Police return electronic gear to BC student

May 26, 2009 01:30 PM E-mail| |Comments ()| Text size +

State police have returned electronics gear belonging to a Boston College computer science student, after a state supreme court judge last week threw out a search warrant that had led to its confiscation.

Massachusetts Supreme Judicial Court Associate Justice Margot Botsford on Thursday said that Boston College and Massachusetts State Police had insufficient evidence to justify their search of the dorm room of BC senior Riccardo Calixte. During the search, police confiscated a variety of electronic devices, including three laptop computers, two iPod music players and two cellphones.

Police obtained a warrant to search Calixte's dorm after a roommate accused him of breaking into the school's computer network to change other students' grades, and of spreading a rumor via e-mail that the roommate is gay.

Botsford said that the search warrant affidavit presented considerable evidence that the e-mail came from Calixte's laptop computer.
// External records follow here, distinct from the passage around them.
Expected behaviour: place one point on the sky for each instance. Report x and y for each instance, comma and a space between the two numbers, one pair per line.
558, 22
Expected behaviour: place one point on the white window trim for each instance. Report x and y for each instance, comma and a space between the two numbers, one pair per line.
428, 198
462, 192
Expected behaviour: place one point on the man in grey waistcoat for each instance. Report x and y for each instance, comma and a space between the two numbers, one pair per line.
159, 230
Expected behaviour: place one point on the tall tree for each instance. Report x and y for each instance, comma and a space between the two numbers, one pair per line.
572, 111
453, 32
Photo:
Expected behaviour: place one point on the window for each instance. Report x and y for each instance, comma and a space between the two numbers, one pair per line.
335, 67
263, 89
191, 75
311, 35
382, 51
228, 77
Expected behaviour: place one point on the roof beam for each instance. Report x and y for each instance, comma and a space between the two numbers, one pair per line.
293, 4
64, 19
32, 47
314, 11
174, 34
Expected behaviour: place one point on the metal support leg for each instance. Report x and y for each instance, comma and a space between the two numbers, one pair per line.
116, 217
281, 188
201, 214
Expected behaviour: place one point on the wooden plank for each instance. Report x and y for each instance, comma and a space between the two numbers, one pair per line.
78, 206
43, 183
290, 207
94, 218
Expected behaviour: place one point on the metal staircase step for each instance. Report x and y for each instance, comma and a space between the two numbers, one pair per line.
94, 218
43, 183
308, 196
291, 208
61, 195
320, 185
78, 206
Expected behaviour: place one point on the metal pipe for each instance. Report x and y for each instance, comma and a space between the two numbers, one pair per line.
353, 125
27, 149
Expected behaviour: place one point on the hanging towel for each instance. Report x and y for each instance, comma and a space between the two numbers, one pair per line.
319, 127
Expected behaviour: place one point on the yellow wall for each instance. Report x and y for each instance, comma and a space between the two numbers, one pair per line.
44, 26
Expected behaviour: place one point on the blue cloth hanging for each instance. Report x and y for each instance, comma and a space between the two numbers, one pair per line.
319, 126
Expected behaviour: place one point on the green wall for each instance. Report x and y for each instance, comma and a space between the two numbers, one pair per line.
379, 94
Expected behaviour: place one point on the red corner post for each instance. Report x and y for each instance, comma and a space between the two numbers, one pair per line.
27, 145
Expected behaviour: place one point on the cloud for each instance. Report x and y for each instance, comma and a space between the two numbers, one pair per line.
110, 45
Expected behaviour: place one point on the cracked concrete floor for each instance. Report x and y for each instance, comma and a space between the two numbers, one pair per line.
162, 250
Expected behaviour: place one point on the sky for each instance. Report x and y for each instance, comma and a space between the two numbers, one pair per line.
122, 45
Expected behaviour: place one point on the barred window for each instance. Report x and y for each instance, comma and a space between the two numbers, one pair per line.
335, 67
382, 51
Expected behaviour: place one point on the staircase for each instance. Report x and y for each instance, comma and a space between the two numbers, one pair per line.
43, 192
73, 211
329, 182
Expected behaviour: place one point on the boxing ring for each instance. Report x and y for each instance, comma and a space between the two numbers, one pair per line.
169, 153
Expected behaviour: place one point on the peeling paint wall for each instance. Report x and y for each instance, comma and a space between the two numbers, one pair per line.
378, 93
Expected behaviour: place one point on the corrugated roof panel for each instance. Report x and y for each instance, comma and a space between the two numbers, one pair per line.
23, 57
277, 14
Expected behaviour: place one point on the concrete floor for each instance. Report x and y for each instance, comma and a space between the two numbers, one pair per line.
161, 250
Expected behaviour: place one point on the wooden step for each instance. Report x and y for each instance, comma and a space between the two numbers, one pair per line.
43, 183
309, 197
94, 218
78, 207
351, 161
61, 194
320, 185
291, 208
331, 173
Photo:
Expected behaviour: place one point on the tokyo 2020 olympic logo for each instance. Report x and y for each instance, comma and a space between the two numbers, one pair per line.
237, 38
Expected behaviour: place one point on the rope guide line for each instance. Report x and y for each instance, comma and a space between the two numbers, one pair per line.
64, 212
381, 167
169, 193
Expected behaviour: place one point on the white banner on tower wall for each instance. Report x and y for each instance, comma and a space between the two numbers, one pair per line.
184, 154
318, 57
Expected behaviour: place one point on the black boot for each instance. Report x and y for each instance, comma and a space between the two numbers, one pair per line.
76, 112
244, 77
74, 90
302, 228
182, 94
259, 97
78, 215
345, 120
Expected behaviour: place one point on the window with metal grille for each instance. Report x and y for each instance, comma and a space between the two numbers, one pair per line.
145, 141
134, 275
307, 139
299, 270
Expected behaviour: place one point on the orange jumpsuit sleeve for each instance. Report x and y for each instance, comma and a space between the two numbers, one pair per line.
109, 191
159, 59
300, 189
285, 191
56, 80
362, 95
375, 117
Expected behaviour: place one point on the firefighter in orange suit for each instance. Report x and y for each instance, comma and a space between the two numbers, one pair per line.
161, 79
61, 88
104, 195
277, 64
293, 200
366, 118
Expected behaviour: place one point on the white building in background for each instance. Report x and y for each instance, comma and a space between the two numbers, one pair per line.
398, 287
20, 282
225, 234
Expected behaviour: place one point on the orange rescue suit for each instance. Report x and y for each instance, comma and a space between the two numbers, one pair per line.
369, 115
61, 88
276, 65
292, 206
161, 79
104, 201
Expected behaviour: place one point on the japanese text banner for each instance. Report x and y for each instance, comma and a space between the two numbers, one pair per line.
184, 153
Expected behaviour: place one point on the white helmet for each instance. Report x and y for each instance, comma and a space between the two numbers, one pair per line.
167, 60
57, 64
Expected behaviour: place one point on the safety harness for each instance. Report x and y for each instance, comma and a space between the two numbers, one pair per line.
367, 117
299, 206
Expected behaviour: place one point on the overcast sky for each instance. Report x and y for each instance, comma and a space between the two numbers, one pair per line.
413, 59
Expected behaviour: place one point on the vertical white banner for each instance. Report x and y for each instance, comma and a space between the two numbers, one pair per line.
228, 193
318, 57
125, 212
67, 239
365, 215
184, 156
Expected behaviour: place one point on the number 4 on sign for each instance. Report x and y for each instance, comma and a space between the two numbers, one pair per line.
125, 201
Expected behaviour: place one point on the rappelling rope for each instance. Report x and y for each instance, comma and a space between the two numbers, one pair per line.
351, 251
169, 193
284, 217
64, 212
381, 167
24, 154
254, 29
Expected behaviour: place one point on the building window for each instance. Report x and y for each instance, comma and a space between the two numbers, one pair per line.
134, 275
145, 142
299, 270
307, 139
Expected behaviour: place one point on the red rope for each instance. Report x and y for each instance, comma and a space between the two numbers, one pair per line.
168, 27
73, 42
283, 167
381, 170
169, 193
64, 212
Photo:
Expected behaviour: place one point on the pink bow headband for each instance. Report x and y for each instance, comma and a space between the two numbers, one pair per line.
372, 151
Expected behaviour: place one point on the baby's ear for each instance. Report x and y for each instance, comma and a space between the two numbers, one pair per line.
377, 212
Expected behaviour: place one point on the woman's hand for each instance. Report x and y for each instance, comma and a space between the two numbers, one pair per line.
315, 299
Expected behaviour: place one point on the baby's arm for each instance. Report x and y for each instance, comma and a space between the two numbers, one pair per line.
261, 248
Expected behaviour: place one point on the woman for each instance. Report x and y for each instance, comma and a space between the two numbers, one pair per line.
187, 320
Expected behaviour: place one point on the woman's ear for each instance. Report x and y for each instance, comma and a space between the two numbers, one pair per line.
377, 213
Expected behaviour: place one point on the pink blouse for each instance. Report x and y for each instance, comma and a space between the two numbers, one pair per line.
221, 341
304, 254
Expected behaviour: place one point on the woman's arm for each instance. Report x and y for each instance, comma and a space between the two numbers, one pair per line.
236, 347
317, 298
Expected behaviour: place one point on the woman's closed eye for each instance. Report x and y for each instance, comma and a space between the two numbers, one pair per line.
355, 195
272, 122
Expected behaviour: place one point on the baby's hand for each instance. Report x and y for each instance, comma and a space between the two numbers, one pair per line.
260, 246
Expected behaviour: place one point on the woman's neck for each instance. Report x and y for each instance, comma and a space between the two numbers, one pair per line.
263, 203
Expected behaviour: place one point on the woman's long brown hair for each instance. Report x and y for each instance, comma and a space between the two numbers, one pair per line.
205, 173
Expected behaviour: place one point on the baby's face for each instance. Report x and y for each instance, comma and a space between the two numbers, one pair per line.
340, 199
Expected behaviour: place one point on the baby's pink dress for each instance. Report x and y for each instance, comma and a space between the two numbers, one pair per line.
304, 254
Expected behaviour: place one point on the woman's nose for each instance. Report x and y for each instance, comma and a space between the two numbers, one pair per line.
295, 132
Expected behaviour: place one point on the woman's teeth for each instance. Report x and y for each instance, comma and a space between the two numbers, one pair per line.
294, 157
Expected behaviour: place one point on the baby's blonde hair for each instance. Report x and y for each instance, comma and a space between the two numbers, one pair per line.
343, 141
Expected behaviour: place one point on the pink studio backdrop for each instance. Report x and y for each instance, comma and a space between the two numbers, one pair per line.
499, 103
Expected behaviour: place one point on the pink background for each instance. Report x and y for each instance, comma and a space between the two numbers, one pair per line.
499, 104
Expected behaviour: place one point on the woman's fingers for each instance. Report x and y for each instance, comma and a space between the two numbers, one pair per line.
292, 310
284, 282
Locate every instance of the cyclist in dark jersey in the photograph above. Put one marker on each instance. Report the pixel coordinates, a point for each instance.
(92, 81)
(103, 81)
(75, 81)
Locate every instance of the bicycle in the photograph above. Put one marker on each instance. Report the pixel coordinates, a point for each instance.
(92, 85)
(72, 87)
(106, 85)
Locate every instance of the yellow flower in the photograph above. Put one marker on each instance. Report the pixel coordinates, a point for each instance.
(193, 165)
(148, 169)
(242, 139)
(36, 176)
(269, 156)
But even if it did, she said, spreading such rumors are probably not illegal. Botsford also said that while breaking into BC's computer network would be criminal activity, the affidavit supporting the warrant presented little evidence that such a break-in had taken place.

During a hearing earlier this month, Middlesex County Assistant District Attorney Anne Pogue said that state police computer forensics experts should be allowed to keep inspecting Calixte's electronic equipment, in a bid to uncover evidence of illegal activity.

But Botsford disagreed.

"The search warrant affidavit fails to establish probable cause," she wrote. "Accordingly, because the search and seizure were not conducted pursuant to a lawful warrant, all ongoing forensic analysis of the items seized from Calixte must cease, and the items must be returned forthwith."

The ruling drew praise from the Electronic Frontier Foundation, an Internet civil liberties organization that assisted in Calixte's defense.

"We're grateful that the court was able to see through the commonwealth's smokescreen and rectify this mistake," said the foundation's civil liberties director Jennifer Granick.

The confiscated equipment was delivered to the offices of Calixte's attorney on Tuesday morning.